Metrics view

A series of metrics to help you evaluate your data and your model.

When you select a model from the Model tab, you will have three views to choose from, the gallery view, the metrics view, and the projector view.

The metrics view helps you analyze the distribution of annotations and predictions in your data, evaluate the performance of a model, and quantitatively compare two models.

Switch to the metrics view by clicking this metrics icon in the top right corner.

Switch to the metrics view by clicking the metrics icon in the top right corner

Data analytics

The metrics view provides analytics about the distribution of annotations and predictions in the model run.

Annotations distribution

A histogram displays the distribution of annotations in a model run.

Every line in the histogram represents a feature. If the feature has sub-features, you can see the distribution of sub-features by clicking on the arrow to the left of the histogram line.

By default, Labelbox displays the distribution of annotations for the top 100 features. Users can display even more features by clicking on Load more.

The "airplane" feature is the most represented annotation in the Model Run

The “airplane” feature is the most represented annotation in the model run

Predictions distribution

Similarly, this histogram displays the distribution of predictions in the model run.

The "airplane" feature is the most represented prediction in the Model Run

The “airplane” feature is the most represented prediction in the model run

Data analytics on a subset of data

The annotations and predictions histograms work exactly like the gallery view. if you use filters to search data in the model run, only the filtered data rows will appear in the histograms. These histograms are designed to help you understand the distribution of annotations and predictions on a specific subset of data.

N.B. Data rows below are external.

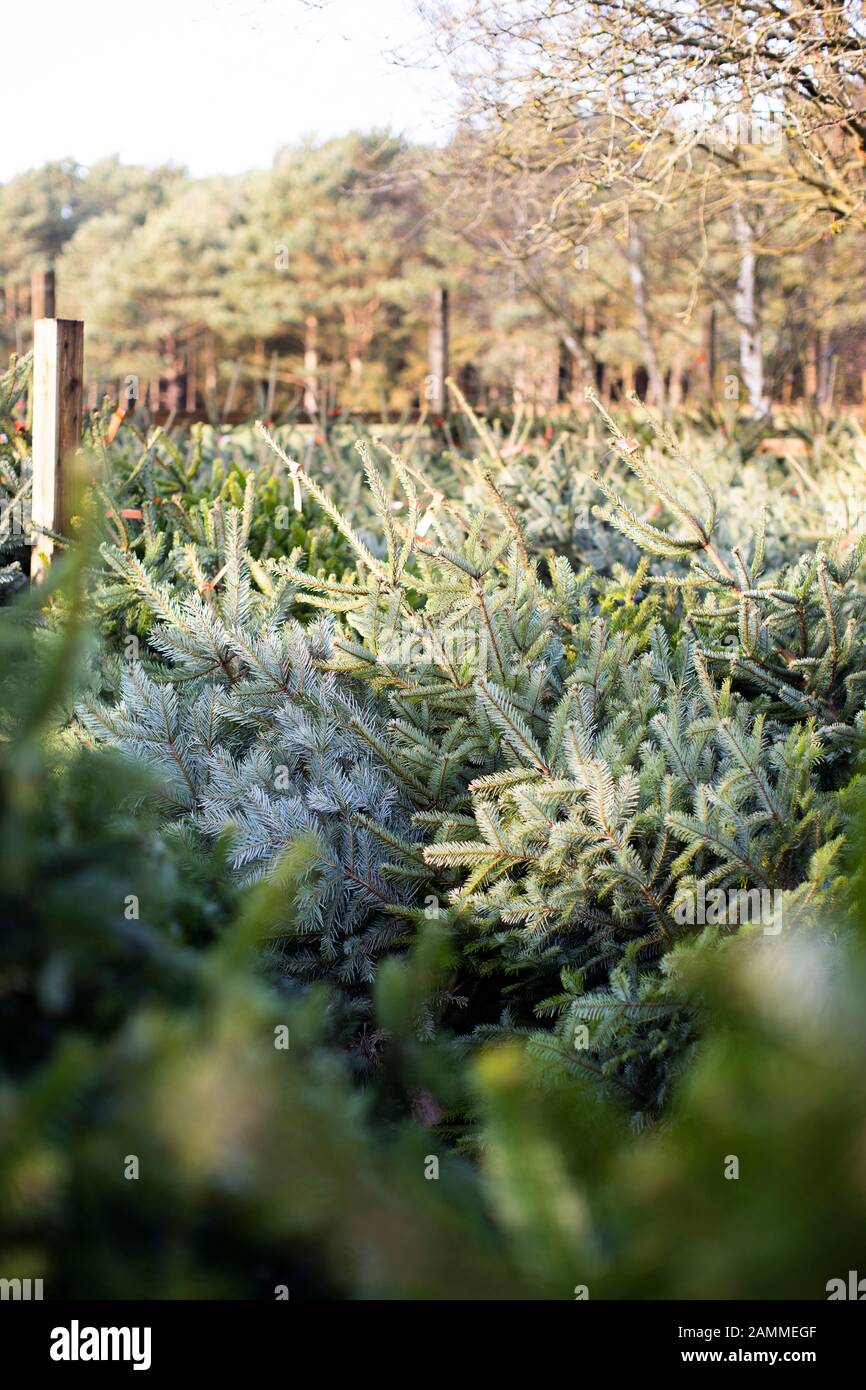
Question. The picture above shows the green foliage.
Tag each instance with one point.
(160, 1033)
(576, 759)
(14, 481)
(248, 736)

Data analytics on each data split

Machine learning teams typically want to do the following:
a) analyze the distribution of annotations and predictions on each data split
b) surface discrepancies among splits

To visualize the analytics histograms for a specific data split, click on Training, Validate, or Test. The histograms will update, in the user interface, to reflect the distribution of annotations and predictions on the selected split.

Filter data using analytics histograms

Annotations and predictions histograms are interactive. Indeed, you can simply click on any histogram bar, to visualize the corresponding data rows in the gallery view of the model run.

Here's what is happening behind the scenes:

  • Labelbox opens the gallery view of the model run (you were in the metrics view so far) so that you can visualize data rows
  • Labelbox adds a filter in the model run, to narrow down to the data rows associated with the histogram bar you clicked

Compare data analytics for two datasets

When comparing two model runs, you can compare their distribution of annotations and predictions.

Model metrics

The metrics view provides quantitative metrics to compare predictions and annotations. These metrics are helpful to surface areas of agreement and disagreement between model predictions and ground truths. This helps machine learning teams analyze model performance, find model errors, find labeling mistakes, and surface low-confident predictions.

Some metrics are auto-generated by Labelbox, and users can upload their own custom metrics.

Auto-generated metrics

Once users upload model predictions to a model run, Labelbox automatically computes some metrics:

  • true positive
  • false positive
  • true negative
  • false negative
  • precision
  • recall
  • f1 score
  • intersection over union (IoU).

These auto-generated metrics are computed for all data rows that contain at least one prediction and at least one annotation.

Auto-generated metrics histograms

Precision, recall, f1 score, and IoU metrics show up as histograms in the user interface. Each bar of the histogram corresponds to a class.

The model has the highest f1 score on airplanes

The model has the highest f1 score on airplanes

You can also see the distribution of these auto-generated metrics. Each bar of the histogram represents the number of data rows for which the auto-generated metric is in a specific range of values.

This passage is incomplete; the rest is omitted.